Q4 Medicine Pub Date : 2025-10-01 DOI: 10.19746/j.cnki.issn.1009-2137.2025.05.034
Hui-Ying Li, Shen-Hao Liu, Fang-Tong Liu, Kai-Wen Tan, Zi-Hao Wang, Han-Yu Cao, Si-Man Huang, Chao-Ling Wan, Hai-Ping Dai, Sheng-Li Xue, Lian Bai

Objective: To analyze the Epstein-Barr virus (EBV) load in different lymphocyte subsets, as well as clinical characteristics and outcomes in patients with hematologic malignancies experiencing EBV reactivation.

Methods: Peripheral blood samples from patients were collected. B, T, and NK cells were isolated sorting with magnetic beads by flow cytometry. The EBV load in each subset was quantitated by real-time quantitative polymerase chain reaction (RT-qPCR). Clinical data were colleted from electronic medical records. Survival status was followed up through outpatient visits and telephone calls. Statistical analyses were performed using SPSS 25.0.
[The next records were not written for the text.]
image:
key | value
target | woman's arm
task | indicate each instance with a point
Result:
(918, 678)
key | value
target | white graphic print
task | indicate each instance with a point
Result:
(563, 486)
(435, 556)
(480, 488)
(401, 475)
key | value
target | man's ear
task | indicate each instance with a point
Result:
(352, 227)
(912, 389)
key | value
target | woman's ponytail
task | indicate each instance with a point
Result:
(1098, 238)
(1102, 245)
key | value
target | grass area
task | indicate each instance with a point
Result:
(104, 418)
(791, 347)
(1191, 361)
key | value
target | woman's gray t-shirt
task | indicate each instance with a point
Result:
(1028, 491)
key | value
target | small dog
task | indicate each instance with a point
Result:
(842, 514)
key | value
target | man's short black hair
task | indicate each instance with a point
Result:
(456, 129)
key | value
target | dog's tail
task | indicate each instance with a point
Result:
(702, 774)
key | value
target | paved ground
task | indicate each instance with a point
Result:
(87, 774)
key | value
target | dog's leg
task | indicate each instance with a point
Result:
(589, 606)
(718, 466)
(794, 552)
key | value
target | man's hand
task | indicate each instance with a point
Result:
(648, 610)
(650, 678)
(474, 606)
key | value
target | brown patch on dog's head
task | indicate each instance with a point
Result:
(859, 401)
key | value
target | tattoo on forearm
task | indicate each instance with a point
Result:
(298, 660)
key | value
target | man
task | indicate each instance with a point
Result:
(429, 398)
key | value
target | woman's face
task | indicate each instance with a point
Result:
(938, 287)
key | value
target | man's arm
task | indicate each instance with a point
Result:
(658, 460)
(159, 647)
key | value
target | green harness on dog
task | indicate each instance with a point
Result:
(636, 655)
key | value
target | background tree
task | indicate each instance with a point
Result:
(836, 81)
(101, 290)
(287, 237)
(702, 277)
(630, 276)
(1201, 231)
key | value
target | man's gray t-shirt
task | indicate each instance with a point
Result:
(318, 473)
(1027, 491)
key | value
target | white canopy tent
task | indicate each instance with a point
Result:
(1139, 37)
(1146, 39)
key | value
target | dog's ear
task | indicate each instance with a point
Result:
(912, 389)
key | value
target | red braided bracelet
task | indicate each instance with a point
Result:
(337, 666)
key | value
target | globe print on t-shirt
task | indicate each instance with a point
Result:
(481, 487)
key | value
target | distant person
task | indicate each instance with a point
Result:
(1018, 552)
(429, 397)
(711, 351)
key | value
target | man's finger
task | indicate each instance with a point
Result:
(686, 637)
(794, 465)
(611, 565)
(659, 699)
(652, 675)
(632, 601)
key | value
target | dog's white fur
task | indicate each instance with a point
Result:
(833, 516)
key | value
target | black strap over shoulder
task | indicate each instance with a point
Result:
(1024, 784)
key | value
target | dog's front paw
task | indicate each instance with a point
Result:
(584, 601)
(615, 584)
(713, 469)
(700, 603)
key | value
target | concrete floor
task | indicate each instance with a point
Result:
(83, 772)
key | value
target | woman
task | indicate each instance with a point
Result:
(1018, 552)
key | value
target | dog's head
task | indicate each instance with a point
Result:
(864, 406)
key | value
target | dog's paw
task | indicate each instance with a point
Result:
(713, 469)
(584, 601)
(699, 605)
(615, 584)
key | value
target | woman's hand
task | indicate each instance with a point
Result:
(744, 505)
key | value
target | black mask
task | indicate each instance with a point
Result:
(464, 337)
Results: A total of 39 patients with hematologic malignancies were included, among whom 35 patients had undergone allogeneic hematopoietic stem cell transplantation (allo-HSCT). The median time to EBV reactivation was 4.8 months (range: 1.7-57.1 months) after allo-HSCT. EBV was detected in B, T, and NK cells in 20 patients, in B and T cells in 11 patients, and only in B cells in 4 patients. In the 35 patients, the median EBV load in B cells was 2.19×104 copies/ml, significantly higher than that in T cells (4.00×103 copies/ml, P <0.01) and NK cells (2.85×102 copies/ml, P <0.01). Rituximab (RTX) was administered for 32 patients, resulting in EBV negativity in 32 patients with a median time of 8 days (range: 2-39 days). Post-treatment analysis of 13 patients showed EBV were all negative in B, T, and NK cells. In the four non-transplant patients, the median time to EBV reactivation was 35 days (range: 1-328 days) after diagnosis of the primary disease. EBV was detected in one or two subsets of B, T, or NK cells, but not simultaneously in all three subsets. These patients received a combination chemotherapy targeting at the primary disease, with 3 patients achieving EBV negativity, and the median time to be negative was 40 days (range: 13-75 days).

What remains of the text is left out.